Choć urodził się w 1898 r. w Londynie, to jego rodzinne korzenie sięgają do Polski. Był pierwszym dzieckiem pochodzącego z Łodzi żydowskiego krawca Avrama Kohena. Niewiele wiadomo o jego dzieciństwie – późniejszy właściciel Tesco podkreślał, że żył bardzo skromnie. Pierwszą pracę dostał w zakładzie krawieckim ojca. I zapewne poszedłby w jego ślady, gdyby nie wybuch I wojny światowej. Wstąpił do armii. Ówczesne samoloty w dużej części składały się z płótna, więc młody Kohen nadawał się idealnie do pracy przy ich produkcji i naprawie.
Za odprawę z wojska kupił i zaczął prowadzić stragan w Hackney w londyńskim East Endzie. Pierwszego dnia jego obrót wyniósł – 4 funty, ale zysk aż 1 funt.
Pracował bardzo dużo. Szybko dorobił się kilku straganów, sam zajmował się ich zaopatrywaniem. W 1924 r. stworzył własną markę – Tesco to pierwsze litery nazwy jego dostawcy T. E. Stockwell oraz początek nazwiska Cohen.

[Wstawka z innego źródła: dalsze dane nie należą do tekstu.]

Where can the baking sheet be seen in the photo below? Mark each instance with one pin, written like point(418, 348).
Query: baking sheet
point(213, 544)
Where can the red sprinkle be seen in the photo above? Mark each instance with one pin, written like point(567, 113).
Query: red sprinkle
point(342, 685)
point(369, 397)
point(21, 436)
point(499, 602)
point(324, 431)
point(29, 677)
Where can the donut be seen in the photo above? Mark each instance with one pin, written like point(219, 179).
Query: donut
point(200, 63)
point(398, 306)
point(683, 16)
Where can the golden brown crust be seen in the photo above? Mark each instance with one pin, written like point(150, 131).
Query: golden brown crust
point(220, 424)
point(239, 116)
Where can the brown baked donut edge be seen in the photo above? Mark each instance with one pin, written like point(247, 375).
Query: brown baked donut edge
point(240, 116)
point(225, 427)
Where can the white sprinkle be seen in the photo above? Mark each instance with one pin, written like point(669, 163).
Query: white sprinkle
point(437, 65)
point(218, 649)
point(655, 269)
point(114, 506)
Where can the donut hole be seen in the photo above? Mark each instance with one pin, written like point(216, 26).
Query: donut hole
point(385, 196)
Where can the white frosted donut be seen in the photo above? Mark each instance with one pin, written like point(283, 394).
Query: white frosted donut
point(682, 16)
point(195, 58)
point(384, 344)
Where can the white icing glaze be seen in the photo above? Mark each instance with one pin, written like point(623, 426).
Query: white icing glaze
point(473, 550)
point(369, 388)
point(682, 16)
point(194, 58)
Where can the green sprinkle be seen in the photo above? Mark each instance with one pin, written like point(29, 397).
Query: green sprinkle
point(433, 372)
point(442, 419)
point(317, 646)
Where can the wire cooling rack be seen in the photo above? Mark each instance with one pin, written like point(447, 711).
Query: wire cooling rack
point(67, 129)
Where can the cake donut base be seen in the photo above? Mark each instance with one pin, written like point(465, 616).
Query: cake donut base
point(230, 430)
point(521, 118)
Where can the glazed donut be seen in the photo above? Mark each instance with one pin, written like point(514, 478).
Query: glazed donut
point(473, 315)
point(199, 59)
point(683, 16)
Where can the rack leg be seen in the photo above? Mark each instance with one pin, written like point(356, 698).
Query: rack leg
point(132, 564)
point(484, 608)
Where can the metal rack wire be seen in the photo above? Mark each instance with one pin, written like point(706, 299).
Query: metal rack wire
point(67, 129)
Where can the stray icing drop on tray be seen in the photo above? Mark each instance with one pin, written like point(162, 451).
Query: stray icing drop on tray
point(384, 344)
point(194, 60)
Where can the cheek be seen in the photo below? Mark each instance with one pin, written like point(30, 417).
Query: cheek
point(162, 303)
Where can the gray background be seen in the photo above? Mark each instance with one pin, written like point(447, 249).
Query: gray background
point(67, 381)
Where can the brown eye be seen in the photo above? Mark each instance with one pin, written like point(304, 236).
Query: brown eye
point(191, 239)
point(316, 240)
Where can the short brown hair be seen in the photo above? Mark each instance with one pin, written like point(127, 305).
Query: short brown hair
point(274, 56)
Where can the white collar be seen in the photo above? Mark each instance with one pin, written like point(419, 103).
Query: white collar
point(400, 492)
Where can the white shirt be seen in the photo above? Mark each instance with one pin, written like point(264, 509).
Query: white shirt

Choć dopiero w 1931 r. otworzył pierwsze dwa sklepy, to po ośmiu latach miał ich już 100. Wtedy też zaczął się posługiwać nazwiskiem John Edward Cohen, pod którym zna go świat. Cohen uparcie minimalizował koszty, wybudował pierwszy na Wyspach centralny magazyn, który zaopatrywał jego szybko rosnącą sieć handlową. Dzięki temu miał nie tylko kontrolę nad ofertą, ale także cenami i w konsekwencji kosztami.